Long term care insurance planning can be a confusing process. Trying to decipher the differences between two different policies can be complicated. Choosing the least expensive option can end up being the most expensive option.
All long term care insurance policies have Four Basic Components (benefit amount, benefit period, elimination period, and inflation protection). Of the Four Basic Components of a Long Term Care Insurance Policy, the component that affects the cost of a policy the most is inflation
protection. It will also affect the benefits available from the policy in the future the most.
For example, most policies offer a Guarantee Purchase Option (GPO), 3% simple or compound inflation, or 5% simple or compound inflation.
A policy with a Guarantee Purchase Option provides the insured with the opportunity to purchase additional coverage every three years (this can differ based on the policy purchased). The option to purchase additional coverage is generally based on a factor of 5% compound inflation. Choosing a policy with GPO is initially the least expensive, but over the long run can end up costing the most.
If an individual purchases a policy with a $200 daily benefit, in 3-years they will be given the option to purchase an additional $31.50 of coverage per day. If the insured takes advantage of this offer there policy will have a total daily benefit amount of $231.50. Provided the insured continues to take advantage of this option they will be able to increase their coverage every three years.
When the insured chooses to increase the daily benefit from $200 to $231.50 the policy premium will increase based on the insured’s age at the time of the increase, along with the amount of the increase. It is very difficult to predict how much more the increase will cost. The following table is used for illustrative purposes only. This information is meant to provide an idea of how a policy with Guarantee Purchase Option can increase over time.
Age | Daily Benefit | Premium |
55 | 200 | 1,050 |
58 | 232 | 1,243 |
61 | 269 | 1,508 |
64 | 311 | 1,886 |
67 | 360 | 2,471 |
70 | 417 | 3,396 |
73 | 483 | 4,907 |
76 | 559 | 7,338 |
79 | 647 | 11,198 |
Initially the premiums of a policy with Guarantee Purchase Option are relatively small at $1,050 per year compared to the same policy with 5-percent compound inflation, which costs $3,060 per year. However, assuming the individual purchases the policy with the Guarantee Purchase Option increase their benefits by 5% every three years there premium will eventually exceed $11,000 per year.
The more likely scenario is the premiums will reach a point the coverage is no longer affordable. Instead of taking advantage of increasing the benefit overtime the insured is likely to settle on what they have. The result of this will have a tremendous impact on what is available to them when it is time to receive care.
Assuming a worst case scenario where an insured purchases a policy with the Guarantee Purchase Option and does not take advantage of any benefit increase offerings over time, they will have access to the original $200 daily benefit that was originally purchased, today and in the future.

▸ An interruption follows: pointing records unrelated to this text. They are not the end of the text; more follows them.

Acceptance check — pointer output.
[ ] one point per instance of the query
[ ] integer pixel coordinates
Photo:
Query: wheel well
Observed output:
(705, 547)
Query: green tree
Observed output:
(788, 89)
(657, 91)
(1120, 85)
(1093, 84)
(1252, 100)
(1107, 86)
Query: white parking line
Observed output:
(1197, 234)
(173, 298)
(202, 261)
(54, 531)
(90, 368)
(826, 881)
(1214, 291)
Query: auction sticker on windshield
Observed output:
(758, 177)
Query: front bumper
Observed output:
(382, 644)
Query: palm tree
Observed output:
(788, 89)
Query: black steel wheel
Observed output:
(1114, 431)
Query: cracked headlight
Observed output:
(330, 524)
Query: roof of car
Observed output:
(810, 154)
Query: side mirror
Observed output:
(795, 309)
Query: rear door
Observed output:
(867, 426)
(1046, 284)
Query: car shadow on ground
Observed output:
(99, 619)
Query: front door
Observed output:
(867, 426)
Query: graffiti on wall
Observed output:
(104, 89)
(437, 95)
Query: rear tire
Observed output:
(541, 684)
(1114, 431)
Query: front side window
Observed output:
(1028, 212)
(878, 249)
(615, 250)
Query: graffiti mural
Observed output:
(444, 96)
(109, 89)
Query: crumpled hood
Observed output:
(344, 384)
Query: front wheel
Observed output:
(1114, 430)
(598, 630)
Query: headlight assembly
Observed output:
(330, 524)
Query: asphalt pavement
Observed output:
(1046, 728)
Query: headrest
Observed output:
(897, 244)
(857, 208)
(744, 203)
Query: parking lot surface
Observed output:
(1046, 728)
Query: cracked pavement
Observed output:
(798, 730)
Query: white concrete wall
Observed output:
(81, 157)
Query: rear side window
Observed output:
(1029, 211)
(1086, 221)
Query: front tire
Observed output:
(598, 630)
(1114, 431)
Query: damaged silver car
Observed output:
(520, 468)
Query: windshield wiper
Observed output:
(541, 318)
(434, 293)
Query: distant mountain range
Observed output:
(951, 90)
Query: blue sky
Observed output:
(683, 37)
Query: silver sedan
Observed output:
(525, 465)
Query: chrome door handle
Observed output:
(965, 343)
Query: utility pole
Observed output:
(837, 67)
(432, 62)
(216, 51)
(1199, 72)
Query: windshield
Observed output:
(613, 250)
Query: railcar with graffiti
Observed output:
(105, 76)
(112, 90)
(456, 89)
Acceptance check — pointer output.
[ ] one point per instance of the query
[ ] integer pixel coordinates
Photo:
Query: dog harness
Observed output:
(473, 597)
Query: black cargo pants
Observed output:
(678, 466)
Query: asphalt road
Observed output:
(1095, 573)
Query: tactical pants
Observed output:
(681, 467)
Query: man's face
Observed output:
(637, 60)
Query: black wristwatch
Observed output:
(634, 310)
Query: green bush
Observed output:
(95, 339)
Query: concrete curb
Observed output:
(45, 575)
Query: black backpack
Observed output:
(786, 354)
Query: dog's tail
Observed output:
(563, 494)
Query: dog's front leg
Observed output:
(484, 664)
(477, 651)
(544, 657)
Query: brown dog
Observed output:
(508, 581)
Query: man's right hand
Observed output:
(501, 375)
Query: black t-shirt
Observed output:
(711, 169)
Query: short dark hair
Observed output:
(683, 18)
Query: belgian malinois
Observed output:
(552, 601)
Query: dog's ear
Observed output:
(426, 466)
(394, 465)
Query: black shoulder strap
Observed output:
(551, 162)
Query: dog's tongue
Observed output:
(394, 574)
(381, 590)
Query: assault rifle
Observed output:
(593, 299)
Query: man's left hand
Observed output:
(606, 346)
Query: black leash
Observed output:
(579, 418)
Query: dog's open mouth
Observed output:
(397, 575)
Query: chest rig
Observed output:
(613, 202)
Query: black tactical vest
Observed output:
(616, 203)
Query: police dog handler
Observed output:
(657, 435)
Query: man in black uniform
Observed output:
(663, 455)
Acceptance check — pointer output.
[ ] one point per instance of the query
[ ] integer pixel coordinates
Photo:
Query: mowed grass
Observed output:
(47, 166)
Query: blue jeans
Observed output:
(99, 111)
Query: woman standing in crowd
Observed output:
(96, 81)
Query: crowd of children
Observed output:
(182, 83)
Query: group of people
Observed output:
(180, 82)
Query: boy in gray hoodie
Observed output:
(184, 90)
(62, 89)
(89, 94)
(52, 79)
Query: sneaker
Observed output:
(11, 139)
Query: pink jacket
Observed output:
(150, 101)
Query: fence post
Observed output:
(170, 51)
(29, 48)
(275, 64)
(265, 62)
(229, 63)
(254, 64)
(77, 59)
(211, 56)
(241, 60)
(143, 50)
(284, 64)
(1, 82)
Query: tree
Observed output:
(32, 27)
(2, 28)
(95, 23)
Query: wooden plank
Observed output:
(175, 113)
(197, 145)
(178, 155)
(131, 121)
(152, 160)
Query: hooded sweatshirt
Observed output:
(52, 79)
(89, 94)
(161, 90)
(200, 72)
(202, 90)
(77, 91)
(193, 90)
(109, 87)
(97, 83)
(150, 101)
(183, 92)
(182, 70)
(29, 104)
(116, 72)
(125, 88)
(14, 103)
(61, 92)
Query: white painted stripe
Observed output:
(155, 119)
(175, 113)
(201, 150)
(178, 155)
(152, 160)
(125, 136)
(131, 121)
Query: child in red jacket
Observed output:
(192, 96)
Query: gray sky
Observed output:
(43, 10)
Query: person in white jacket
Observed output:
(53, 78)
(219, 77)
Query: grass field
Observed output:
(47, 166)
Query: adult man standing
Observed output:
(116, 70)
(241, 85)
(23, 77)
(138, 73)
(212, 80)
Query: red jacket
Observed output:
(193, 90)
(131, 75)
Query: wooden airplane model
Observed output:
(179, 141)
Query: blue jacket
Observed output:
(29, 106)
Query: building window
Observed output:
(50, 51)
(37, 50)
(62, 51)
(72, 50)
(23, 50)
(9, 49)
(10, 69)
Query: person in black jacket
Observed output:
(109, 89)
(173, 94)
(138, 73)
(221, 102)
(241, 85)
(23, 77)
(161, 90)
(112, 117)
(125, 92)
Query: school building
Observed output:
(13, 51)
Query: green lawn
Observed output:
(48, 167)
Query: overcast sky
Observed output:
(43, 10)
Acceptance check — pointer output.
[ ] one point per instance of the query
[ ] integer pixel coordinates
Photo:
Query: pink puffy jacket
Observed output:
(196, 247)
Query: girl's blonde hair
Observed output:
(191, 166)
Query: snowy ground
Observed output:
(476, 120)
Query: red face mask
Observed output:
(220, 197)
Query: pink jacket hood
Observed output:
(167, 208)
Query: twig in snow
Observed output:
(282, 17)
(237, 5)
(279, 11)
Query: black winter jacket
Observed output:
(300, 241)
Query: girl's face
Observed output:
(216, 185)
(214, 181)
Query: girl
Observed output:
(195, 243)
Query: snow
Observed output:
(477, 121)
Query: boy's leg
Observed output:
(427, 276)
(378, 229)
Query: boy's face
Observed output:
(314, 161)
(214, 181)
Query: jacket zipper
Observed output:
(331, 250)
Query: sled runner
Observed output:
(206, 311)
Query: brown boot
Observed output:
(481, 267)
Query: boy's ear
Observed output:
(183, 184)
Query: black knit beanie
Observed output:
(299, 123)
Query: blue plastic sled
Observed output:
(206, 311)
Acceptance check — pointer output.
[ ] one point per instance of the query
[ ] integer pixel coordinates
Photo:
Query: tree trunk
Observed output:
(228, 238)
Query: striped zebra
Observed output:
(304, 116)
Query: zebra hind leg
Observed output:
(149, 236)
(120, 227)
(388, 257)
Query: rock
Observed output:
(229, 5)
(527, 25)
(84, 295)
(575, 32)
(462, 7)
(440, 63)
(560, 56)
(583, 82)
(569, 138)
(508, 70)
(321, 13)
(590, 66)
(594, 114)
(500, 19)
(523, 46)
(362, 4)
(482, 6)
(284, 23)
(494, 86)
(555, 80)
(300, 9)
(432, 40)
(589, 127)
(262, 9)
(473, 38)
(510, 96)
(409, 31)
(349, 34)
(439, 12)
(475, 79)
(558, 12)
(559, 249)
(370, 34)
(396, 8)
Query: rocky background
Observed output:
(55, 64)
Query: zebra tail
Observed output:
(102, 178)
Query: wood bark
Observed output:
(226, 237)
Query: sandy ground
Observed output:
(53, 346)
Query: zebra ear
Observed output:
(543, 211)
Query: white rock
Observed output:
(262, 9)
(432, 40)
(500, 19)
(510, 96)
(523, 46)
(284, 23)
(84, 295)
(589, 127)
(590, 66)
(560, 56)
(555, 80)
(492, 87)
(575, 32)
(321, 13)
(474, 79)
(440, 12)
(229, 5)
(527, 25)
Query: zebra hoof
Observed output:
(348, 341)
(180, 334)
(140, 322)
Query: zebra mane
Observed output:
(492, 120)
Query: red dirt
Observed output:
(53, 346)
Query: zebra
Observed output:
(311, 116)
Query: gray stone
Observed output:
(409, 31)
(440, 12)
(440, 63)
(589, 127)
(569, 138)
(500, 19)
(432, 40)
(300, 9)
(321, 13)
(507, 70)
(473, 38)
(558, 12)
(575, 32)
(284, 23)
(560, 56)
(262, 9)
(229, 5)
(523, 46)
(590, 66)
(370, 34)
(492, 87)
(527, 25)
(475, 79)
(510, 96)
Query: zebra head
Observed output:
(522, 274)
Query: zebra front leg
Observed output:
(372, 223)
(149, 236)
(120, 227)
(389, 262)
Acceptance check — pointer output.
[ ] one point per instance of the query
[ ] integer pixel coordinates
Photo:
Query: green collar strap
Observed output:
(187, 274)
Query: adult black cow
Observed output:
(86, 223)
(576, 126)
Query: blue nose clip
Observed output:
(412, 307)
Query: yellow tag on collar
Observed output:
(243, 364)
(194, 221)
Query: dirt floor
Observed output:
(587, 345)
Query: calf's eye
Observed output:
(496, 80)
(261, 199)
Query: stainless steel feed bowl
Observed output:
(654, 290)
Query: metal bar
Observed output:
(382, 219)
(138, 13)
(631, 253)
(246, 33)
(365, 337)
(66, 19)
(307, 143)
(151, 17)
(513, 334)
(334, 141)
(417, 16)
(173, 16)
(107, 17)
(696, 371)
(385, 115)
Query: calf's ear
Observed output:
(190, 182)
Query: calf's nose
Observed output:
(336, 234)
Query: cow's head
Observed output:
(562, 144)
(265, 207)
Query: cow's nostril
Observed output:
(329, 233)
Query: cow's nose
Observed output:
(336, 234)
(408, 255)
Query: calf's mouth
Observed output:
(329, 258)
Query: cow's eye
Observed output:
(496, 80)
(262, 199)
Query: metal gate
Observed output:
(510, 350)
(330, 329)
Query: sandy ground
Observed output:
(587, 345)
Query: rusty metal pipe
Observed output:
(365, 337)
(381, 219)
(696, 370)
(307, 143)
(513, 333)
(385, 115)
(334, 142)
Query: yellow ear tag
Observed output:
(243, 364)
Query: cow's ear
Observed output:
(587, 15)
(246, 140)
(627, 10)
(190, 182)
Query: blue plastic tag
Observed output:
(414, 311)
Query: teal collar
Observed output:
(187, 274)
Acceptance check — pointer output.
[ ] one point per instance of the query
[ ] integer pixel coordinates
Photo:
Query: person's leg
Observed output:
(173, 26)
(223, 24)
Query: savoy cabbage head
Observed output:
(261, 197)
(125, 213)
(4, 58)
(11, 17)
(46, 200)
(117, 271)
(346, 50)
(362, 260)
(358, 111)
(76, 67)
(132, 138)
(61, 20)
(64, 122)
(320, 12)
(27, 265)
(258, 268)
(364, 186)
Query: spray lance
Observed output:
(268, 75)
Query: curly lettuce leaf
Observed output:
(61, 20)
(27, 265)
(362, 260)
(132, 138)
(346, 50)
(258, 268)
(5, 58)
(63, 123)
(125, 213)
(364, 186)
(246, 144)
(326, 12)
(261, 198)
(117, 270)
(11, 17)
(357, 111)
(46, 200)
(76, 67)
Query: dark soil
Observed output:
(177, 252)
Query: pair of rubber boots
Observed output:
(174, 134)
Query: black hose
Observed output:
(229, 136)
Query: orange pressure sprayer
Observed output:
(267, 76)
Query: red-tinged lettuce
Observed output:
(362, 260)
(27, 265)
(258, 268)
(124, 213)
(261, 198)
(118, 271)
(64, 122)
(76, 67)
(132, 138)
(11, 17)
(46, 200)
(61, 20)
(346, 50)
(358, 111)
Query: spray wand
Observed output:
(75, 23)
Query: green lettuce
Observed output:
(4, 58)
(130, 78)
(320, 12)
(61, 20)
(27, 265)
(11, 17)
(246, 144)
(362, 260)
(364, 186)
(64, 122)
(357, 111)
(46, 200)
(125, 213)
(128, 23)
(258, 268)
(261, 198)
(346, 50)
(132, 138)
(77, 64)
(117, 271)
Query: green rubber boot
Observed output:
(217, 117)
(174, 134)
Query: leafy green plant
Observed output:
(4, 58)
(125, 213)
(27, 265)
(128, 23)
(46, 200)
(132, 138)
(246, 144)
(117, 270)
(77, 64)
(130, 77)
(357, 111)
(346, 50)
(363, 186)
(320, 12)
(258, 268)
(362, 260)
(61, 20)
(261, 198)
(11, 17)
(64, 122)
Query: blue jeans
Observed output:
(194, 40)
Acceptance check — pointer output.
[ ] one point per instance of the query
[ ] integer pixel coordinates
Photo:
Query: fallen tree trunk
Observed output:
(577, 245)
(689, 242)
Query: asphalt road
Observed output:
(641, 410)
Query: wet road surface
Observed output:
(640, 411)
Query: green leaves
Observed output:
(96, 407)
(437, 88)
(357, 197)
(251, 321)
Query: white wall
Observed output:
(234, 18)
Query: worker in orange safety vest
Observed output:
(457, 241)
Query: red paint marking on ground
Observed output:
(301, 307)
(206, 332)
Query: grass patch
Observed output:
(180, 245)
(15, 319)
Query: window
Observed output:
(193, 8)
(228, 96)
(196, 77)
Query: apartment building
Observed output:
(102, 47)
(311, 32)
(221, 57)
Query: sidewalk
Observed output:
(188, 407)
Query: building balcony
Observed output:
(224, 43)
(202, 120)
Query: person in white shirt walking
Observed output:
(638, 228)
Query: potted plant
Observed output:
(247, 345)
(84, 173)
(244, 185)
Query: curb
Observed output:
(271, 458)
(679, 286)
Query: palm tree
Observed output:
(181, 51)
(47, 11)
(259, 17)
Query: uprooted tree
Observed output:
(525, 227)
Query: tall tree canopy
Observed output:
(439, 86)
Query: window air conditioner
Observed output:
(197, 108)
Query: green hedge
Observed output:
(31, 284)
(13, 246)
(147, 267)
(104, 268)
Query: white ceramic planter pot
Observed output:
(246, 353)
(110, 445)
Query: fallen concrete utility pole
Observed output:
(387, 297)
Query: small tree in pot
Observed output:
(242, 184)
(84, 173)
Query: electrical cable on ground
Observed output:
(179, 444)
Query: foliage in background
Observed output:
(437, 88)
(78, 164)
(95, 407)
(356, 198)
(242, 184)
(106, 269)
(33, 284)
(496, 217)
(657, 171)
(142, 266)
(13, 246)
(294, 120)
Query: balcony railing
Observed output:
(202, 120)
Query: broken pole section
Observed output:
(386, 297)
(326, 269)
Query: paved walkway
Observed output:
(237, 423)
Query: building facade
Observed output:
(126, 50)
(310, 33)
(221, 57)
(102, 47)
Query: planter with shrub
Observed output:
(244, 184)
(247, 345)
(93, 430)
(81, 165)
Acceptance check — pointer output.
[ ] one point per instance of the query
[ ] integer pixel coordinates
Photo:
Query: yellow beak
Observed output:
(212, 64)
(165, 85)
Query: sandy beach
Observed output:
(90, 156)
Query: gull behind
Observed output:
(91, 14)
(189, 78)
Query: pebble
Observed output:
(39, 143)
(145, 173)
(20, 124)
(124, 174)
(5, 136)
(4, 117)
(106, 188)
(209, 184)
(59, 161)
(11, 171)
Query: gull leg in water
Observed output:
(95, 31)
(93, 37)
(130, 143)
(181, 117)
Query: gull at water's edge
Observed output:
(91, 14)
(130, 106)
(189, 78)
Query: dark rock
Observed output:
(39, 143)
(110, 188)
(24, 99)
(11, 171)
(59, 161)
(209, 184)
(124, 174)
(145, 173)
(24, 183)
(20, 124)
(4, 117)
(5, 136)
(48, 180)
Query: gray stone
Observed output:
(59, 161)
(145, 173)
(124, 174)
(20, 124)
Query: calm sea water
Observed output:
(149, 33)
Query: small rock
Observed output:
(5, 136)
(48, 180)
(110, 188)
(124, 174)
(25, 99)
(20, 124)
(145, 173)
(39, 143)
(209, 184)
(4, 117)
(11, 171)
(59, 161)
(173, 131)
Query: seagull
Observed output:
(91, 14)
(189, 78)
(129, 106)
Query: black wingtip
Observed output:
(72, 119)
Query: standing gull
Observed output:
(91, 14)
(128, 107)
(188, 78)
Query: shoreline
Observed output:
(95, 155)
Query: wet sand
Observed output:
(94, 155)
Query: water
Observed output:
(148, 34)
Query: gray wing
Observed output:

According to the Genworth 2011 Cost of Care Survey the average cost of a semi-private nursing home room in the United States costs $70,445 per year, this equates to a daily cost of $193. The average annual increase in cost of this type of carrier is 5-percent according to the same survey. Assuming the cost of care continues to grow at 5-percent, the cost of care in 30-years will be $304,459 per year or $834 per day.
By purchasing a policy with the Guarantee Purchase Option the insured will have saved $2,010 per year in our previous example. Over a 30-year period this is savings of over $60,000. But, when it comes time to receive benefits the insured will only have access to $200 per day or $73,000 per year. We have only insured for less than 25-percent of the actual risk in this example.
Assuming one year of care beginning at age 85 the insured would have paid $31,500 in premium ($1,050 times 30-years), but would have paid $231,000 ($304,000 cost of care less $73,000 of long term care benefits) in out-of-pocket expenses for care that was not covered by the policy. Based on this example the cost of care and premiums over 30-years adds up to more than $260,000.
If the same individual had elected a policy with 5-percent compound inflation, they would have paid annual premiums of $3,060 per year for a total of $91,800 of premiums over the same 30-year period. Using the same example as above, the insured would have access to $315,000 of benefits based on the benefits of policy increase by 5-percent every year. If the cost of care is $304,000 per year all of the costs would be covered under the policy with 5-percent compound inflation.
In our example where the insured elects to purchase a long term care insurance policy with the Guarantee Purchase Option they would have paid a premium that is nearly one-third the cost of a policy with 5-percent compound inflation. But, when it came time to receive care they would have paid out more than $260,000 for premiums and benefits received that weren’t covered by the policy. The individual who purchased the coverage with the automatic 5-percent compound inflation paid $91,800 of premiums, but did not have to come out of pocket any money for long term care services since it was covered by the policy. For a short term savings on premium, the insured almost tripled the actual cost.
These are hypothetical, isolated examples. We do not know what the future cost of care will be or what the actual premiums will be in the future. It is important to make decisions today based on the information available. Each situation is different, just like each family is different. Planning for a long term care event should be based on your individual needs. That is why we try to provide each family with a customized plan designed to satisfy your family’s goals.